When the 6lst first arrived in Petersburg, VA on June 22, 1862, they numbered 1,000 men strong. When they left the trenches of Petersburg on April 2, 1865, they tallied only eighty-one men, with only one officer in command, Captain Thomas M. McRae of Montgomery County, who was killed shortly afterwards.  Only 49 were able to stand or kneel when General Lee surrendered his army at Appomattox.

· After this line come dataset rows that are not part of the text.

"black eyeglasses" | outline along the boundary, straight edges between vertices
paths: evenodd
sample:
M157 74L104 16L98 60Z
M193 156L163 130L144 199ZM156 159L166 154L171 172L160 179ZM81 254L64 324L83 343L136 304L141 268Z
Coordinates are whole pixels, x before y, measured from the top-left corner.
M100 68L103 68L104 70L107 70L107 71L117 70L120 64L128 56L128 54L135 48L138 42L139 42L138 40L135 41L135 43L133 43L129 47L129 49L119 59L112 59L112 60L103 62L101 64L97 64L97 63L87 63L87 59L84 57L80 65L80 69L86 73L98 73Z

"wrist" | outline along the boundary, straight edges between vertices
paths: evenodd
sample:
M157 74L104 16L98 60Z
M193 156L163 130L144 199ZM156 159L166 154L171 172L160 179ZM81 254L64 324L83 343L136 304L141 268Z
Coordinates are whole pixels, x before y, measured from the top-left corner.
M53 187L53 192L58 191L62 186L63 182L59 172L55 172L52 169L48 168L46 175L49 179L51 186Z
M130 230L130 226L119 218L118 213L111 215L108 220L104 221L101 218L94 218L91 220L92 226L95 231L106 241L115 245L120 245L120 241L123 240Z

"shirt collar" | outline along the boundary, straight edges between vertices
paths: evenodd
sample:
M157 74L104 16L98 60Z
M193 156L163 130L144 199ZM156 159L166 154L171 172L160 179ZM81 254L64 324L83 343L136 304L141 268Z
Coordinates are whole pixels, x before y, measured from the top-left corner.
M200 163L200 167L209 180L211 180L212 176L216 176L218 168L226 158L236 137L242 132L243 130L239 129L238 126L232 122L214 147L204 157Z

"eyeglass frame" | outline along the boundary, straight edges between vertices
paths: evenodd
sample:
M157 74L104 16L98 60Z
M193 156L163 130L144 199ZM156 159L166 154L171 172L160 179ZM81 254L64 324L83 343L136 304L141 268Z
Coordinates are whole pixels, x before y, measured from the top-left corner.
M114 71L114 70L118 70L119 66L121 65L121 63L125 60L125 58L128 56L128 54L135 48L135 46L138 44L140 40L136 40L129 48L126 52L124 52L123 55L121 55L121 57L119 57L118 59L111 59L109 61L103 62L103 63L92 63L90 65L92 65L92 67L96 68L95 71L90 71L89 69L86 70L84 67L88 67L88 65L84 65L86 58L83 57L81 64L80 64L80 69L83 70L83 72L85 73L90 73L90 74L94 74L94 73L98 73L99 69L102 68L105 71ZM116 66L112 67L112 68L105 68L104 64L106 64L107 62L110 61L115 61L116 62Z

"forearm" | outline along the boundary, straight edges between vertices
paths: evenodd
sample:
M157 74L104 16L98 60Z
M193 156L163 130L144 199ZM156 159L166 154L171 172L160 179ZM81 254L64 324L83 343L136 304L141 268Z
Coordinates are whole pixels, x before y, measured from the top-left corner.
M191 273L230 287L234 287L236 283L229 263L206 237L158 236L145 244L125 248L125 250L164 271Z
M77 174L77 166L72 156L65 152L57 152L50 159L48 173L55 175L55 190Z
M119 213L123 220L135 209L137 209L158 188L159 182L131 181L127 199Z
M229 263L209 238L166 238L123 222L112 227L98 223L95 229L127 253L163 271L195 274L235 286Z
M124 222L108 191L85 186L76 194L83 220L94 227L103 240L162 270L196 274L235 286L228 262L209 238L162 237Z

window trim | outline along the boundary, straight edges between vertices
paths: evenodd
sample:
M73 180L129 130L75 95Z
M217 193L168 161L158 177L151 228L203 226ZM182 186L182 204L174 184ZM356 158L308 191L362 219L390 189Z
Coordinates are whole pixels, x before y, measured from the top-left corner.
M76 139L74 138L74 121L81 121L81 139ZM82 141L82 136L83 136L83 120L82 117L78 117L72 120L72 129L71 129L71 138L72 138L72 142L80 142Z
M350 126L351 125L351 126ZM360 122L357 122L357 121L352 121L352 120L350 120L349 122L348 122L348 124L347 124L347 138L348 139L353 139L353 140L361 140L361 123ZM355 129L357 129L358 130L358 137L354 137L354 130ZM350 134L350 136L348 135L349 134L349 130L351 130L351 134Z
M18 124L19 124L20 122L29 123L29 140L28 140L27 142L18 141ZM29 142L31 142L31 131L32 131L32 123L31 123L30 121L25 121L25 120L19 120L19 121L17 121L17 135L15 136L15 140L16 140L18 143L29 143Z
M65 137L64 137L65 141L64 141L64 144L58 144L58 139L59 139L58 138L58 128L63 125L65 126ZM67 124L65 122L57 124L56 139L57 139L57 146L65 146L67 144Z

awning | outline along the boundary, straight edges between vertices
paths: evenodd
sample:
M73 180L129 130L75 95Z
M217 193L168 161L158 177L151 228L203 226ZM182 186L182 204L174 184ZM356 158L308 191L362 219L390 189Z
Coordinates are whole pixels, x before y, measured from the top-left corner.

When the remnants of the Sharpshooters limped,  crawled, or simply collapsed onto the rolling countryside surrounding Appomattox Courthouse on April 8, 1865,   thirteen lucky survivors, at least four of whom had survived severe wounds, answered present.  
Brothers Hector and John McSwain  cousins Lucius and J.S. Nash and former Laurens County kinsmen, L.L. Clark and  John Franklin Clark, made it home.  So did Private James O’Connor, who was wounded at Second Manassas, Sharpsburg and Gettysburg.  In command of the Sharpshooters at Appomattox was 2nd Sgt. Daniel M. McRae, a tall fair- complected, blue-eyed, thirty-two-year old Scotsman who survived his wounds at Sharpsburg.  He was the company’s  only surviving non-commissioned officer.  


Of the 133 Montgomery County men who went off to war with the 61st, an unlucky 13 percent or 17 men were killed.  Twenty one, or nearly one in six, were wounded.  The leading cause of death, as it would be with the entire Southern army, was death from disease.  Forty one men, almost  a third of the force, died from communicable diseases or unsanitary conditions.   Roughly one fifth of the men were captured and spent utterly miserable, starving, sickly  months  in Union prison camps equally abhorrent to the supremely  atrocious Confederate  camp at Andersonville.  Eight men were sent home because of their disabilities.  Two officers, somewhat unfit, unable or unwilling for command, resigned their commissions and went home.  In the end, 112 of the 133, or 84 percent, were casualties.  Sixty percent of the men died or were wounded.   Malcolm Peterson lost his chance at becoming a casualty when he was discharged for killing a comrade early in the war. 

 Only one in ten made it to the so, so sad, indeed pitiful and most merciful end. They fought for liberty, with treasure, blood and toil, suffering and dying for  a cause. Turns out it was  a lost cause.  Alas, there was no secession in their Bonnie Blue  eyes.   Clearly, it was not their war. 



In memory of Pvt. Benjamin H. Brantley, Pvt. 28th Georgia, and  my great, great grandmother Braswell’s first husband, who was  wounded in Miller’s Cornfield near the Sunken Road and died three weeks later.  Had he survived, you would have never read what you just read.